Кроме четырёх главных божеств (Тенгри, Умай, Ыдук Йер-Суб и Эрклига), в древнетюркский пантеон входили многочисленные второстепенные божества или божества-помощники. В очень важном для анализа древнетюркского пантеона руническом тексте на бумаге из пещерной библиотеки Дуньхуана, именуемом «Книга гаданий» (Ырк битиг, первая половина X в.), упомянуты среди прочих два божества «второго плана»: «бог путей на пегом коне» и «бог путей на вороном коне».

 

Ещё одно столь же древнее упоминание у тюрков «бога путей» имеется в древнетибетском «Каталоге княжеств», фрагмент которого был обнаружен также в пещерах Дуньхуана. Там, среди соседей Тибета, названы «восемь северных земель», в столице которых, крепости Шу-балык, почитают «бога тюрков Йол-тенгри». Тибетская запись (или её источник) надёжно датируется VIII веком. Хотя представления тибетского автора о «северных землях» были весьма смутны, важно отметить, что для иноземного наблюдателя образ Йол-тенгри («бога путей») был непосредственно связан с государственным культом тюрков.

 

Судя по функции обоих йол-тенгри в древнетюркской «Книге гаданий», одно из которых даёт человеку кут «божественную благодать, душу», а другое восстанавливает и устраивает государство, оба они, скорее всего, посланцы небесного божества (Тенгри), непосредственные исполнители его воли. Рунические надписи дают много примеров того, что именно Тенгри ниспосылал благодать или «приказывал» и побуждал к созданию и воссозданию государства тюрков. Само государство именуется в енисейской рунике «божественный эль». Оба йол-тенгри являются таким образом, младшими божествами, младшими родичами Тенгри, которые, выполняя его волю, постоянно находятся в пути и связывают Верхний и Средний миры, также, как каганы, обращаясь к Небу с вопросами и мольбами (ср. цитированную Бугутскую надпись), осуществляют обратную связь Среднего мира с Верхним.

 

Таков был, в его самых главных и известных ныне проявлениях, древнетюркский пантеон. Несмотря на некоторые модификации, проникшие в древнетюркскую мифологию под влиянием меняющихся социально-политических условий, общий для самого широкого круга древнетюркских этнических групп характер всех основных персонажей этого архаичного центральноазиатского Олимпа не вызывает сомнений. О том свидетельствуют и орхонские стелы, и надписи енисейских кыргызов, и древнеуйгурские рунические и курсивные тексты, и сведения мусульманских авторов о верованиях кимаков, кыпчаков, гузов, карлуков, и сообщения китайских источников о племенах, живущих к северу от Великой стены.
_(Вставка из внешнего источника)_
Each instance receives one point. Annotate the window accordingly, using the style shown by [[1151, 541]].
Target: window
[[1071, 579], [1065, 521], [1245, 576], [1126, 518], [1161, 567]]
Сколь ни были бы заметны те или иные различия племенных культов, они не нарушали общей структуры пантеона, сложившейся много раньше появления на исторической арене племени тюрк (460 г.). Само название этого пантеона как древнетюркского не может не быть условным, зависимым скорее от лингвистических и историографических факторов, чем от палеоэтногрфической действительности. Тем не менее, речь идёт о реальной историко-культурной и

(84/85)

религиозной-идеологической общности, сложившейся в среде кочевых племён Внутренней Азии, общности, сохранённой ими в ходе многих миграций I тысячелетия н.э.

 

Неожиданное и яркое подтверждение сказанного содержит источник, синхронный эпохе рунических памятников, но созданный далеко от Орхона и Енисея — «История агван» Мовзеса Каганкатваци (X в.). Значительную часть второй книги этого сочинения составляет включенная в него хроника Михранидов, княжеской династии Кавказской Албании в VII в. А частью хроники Михранидов стал текст жития епископа Исраэля, повествующий, между прочим, о пребывании христианской миссии во главе с Исраэлем в «стране гуннов» (682 г.), находившейся в предгорной равнине Дагестана (История агван, 1861, сс. 193-194, 197-198).

 

Остаётся не вполне ясной племенная принадлежность гуннов Северного Дагестана. Эта группа родственных племён, весьма значительная численно, укрепилась в степях севернее Дербента ещё в начале VI в., создав жизнестойкое государственное объединение, которое Ананий Ширакаци (VII в.) называет «царством гуннов». Не без влияния местного ираноязычного сельского и городскою населения и начавшейся среди гуннов в первой четверти VI в. систематической миссионерской деятельности церкви (миссии Кардоста н Макария), часть гуннов перешла от «жизни в шатрах» к осёдлому и даже городскому быту. Однако, значительная масса гуннов, в том числе и их знать, продолжала жить «в лагерях», т.е. сохраняла кочевой быт и скотоводство, прежде всего коневодство, в качестве основного занятия. После утверждения здесь в 80-х гг. VII в. власти хазар, гунны сохранили свою автономию.

 

Большая часть современных исследователей истории Северного Кавказа придерживается мнения, что гунны Дагестана были частью савирских племён или частью савиров и барсилов, в свою очередь принадлежавших к болгарским племенам. Тюркоязычные этнические группы, населявшие Прикавказье и Северный Кавказ в конце IV-VI вв., к которым принадлежали гунны Дагестана, неотделимы от основной массы гунно-болгарских племён и надёжно связываются с западной миграцией части союза племён теле (*тегрег), на основе которого в Центральной Азии сформировались в V-VII вв. новые племенные союзы «девяти огузов» (токуз-огуз) и «десяти уйгуров» (он-уйгур), игравшие выдающуюся политическую и культурную роль вплоть до монгольской эпохи.

 

Имя князя северокавказских гуннов у Мовзеса Каганкатваци — Алп Илитвер (в буквальном переводе «герой-эльтебер»). Скорее всего, здесь не собственное имя, а титул. Тот же самый титул носили «цари» волжских болгар. Титул эльтебер не был «царским» (каганским, ханским), он обычен в Центральной Азии тюркского времени для вождей крупных племён и племенных союзов, зачастую сохранявших независимость. Так, среди вождей огузских племен, носивших титул иркин, лишь самые могущественные, вожди уйгуров, были эльтеберами. То обстоятельство, что князь гуннов в Дагестане носил титул эльтебера, а не хана, указывает не

(85/86)

только на его место в иерархии гунно-болгарских вождей Юго-Восточной Европы, но и на признание им первенствующего положения иных, более значительных объединений племён — таких, как союз болгар-унногундуров при хане Кубрате (Великая Болгария) или Хазарский каганат.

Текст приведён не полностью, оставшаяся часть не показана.